While we thus seek to explain how the cordon system, as it is called, may be resorted to by the principal force in a theatre in war, and how it may even be a judicious and useful measure, and, therefore, far from being an absurdity, we must, at the same time, acknowledge that there appear to have been instances where generals or their staff have overlooked the real meaning or object of a cordon system, and assumed its relative value to be a general one; conceiving it to be really suited to afford protection against every kind of attack, instances, therefore, where there was no mistaken application of the measure but a complete misunderstanding of its nature; we shall further allow that this very absurdity amongst others seems to have taken place in the defence of the Vosges by the Austrian and Prussian armies in 1793 and 1794.

CHAPTER XXIII.
Key to the Country

There is no theoretical idea in the art of war which has played such a part in criticism as that we are now entering upon. It is the “great war steed” in all accounts of battles and campaigns; the most frequent point of view in all arguments, and one of those fragments of scientific form with which critics make a show of learning. And yet the conception embodied in it has never yet been established, nor has it ever been clearly explained.

We shall try to ascertain its real meaning, and then see how far it can be made available for practical use.

We treat of it here because the defence of mountains, river defences, as well as the conceptions of strong and entrenched camps with which it closely connects itself, required to have precedence.

The indefinite confused conception which is concealed behind this ancient military metaphor has sometimes signified the most exposed part of a country at other times the strongest.

If there is any spot without the possession of which no one dare venture to penetrate into an enemy’s country that may, with propriety, be called the key of that country. But this simple, though certainly at the same time also, barren notion has not satisfied theorists, and they have amplified it, and under the term key of a country imagined points which decide upon the possession of the whole country.

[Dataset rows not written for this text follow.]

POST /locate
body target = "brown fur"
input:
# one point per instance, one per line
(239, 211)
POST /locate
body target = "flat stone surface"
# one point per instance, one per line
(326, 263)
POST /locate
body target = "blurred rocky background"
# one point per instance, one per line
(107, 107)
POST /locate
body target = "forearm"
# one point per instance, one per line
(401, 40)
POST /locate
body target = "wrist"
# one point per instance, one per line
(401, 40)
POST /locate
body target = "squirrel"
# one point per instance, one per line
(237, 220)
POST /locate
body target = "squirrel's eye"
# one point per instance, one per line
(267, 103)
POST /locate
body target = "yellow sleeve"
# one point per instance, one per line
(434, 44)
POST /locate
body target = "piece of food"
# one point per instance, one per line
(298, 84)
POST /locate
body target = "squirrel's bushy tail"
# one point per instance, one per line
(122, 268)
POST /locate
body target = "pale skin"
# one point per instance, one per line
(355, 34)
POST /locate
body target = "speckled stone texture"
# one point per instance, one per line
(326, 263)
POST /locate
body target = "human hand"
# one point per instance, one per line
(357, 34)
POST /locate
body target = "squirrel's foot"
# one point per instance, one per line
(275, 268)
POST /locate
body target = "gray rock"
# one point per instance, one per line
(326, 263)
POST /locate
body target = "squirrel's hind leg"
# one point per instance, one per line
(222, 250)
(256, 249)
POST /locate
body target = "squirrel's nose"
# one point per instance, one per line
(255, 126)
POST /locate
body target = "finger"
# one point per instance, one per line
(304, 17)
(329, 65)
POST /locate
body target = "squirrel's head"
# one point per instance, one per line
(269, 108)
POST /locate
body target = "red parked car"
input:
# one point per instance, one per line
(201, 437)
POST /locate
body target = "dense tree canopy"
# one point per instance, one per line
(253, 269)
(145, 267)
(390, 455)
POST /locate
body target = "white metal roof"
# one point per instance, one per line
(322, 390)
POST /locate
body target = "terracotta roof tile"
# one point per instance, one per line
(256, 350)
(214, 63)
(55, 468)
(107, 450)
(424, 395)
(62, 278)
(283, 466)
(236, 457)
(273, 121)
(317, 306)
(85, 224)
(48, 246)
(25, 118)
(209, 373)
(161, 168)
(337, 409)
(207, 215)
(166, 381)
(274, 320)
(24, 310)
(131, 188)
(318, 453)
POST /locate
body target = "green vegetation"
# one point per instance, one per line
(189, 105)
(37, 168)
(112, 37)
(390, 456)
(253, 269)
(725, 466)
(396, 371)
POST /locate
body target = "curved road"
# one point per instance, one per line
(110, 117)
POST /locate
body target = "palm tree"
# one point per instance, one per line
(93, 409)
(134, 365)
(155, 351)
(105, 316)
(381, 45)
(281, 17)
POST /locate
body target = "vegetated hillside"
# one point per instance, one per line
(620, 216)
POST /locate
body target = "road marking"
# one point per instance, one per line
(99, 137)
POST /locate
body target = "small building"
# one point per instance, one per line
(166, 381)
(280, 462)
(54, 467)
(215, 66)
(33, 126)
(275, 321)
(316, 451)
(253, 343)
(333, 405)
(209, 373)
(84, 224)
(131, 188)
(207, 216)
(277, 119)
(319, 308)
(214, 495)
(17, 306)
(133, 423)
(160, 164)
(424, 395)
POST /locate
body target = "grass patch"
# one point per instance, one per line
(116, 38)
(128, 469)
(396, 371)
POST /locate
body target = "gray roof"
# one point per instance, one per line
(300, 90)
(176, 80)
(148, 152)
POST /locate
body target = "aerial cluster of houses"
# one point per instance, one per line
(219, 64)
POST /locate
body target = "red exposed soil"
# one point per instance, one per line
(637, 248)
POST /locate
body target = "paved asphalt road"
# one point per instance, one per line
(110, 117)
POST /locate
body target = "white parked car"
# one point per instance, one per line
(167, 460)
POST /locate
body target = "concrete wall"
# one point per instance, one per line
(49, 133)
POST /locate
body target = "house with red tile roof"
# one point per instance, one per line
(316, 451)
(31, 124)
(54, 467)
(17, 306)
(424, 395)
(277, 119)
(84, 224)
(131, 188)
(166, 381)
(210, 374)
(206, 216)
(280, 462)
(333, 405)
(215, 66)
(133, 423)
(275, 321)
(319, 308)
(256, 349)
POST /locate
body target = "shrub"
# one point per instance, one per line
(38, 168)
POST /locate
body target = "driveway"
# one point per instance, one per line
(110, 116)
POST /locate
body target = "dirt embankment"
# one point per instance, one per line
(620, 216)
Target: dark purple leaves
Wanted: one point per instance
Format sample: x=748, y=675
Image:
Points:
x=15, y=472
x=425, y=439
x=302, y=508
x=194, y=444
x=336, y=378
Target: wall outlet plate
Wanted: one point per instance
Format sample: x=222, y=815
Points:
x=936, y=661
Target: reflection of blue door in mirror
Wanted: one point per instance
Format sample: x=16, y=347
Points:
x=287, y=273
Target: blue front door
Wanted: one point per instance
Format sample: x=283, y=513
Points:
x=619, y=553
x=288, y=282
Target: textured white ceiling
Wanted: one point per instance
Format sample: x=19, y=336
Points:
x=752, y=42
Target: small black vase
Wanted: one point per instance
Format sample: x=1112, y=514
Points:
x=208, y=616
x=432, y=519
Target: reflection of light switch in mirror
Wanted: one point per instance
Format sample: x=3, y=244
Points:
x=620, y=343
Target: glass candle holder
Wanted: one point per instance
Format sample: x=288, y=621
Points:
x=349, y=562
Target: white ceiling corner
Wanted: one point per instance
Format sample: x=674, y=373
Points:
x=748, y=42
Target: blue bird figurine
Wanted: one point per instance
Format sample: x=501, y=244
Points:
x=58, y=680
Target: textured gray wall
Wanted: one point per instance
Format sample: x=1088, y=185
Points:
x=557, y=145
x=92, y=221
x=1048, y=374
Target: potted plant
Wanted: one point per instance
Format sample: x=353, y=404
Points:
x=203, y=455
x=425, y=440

When the Russians wanted to advance into the Crimean peninsula, they were obliged to make themselves masters of the isthmus of Perekop and its lines, not so much to gain an entrance generally—for Lascy turned it twice (1737 and 1738)—but to be able to establish themselves with tolerable security in the Crimea. That is very simple, but we gain very little in this through the conception of a key-point. But if it might be said, Whoever has possession of the district of Langres commands all France as far as Paris—that is to say, it only rests with himself to take possession—that is plainly a very different thing, something of much higher importance. According to the first kind of conception the possession of the country cannot be thought of without the possession of the point which we have called key; that is a thing which is intelligible to the most ordinary capacity: but according to the second kind of conception, the possession of the point which we have called key, cannot be imagined without the possession of the country following as a necessary consequence; that is plainly, something marvellous, common sense is no longer sufficient to grasp this, the magic of the occult sciences must be called into requisition. This cabala came into existence in works published fifty years ago, and reached its zenith at the end of the last century; and notwithstanding the irresistible force, certainty and distinctness with which Buonaparte’s method of conducting war carried conviction generally, this cabala has, nevertheless, still managed, we say, to spin out the thread of its tenacious existence through the medium of books.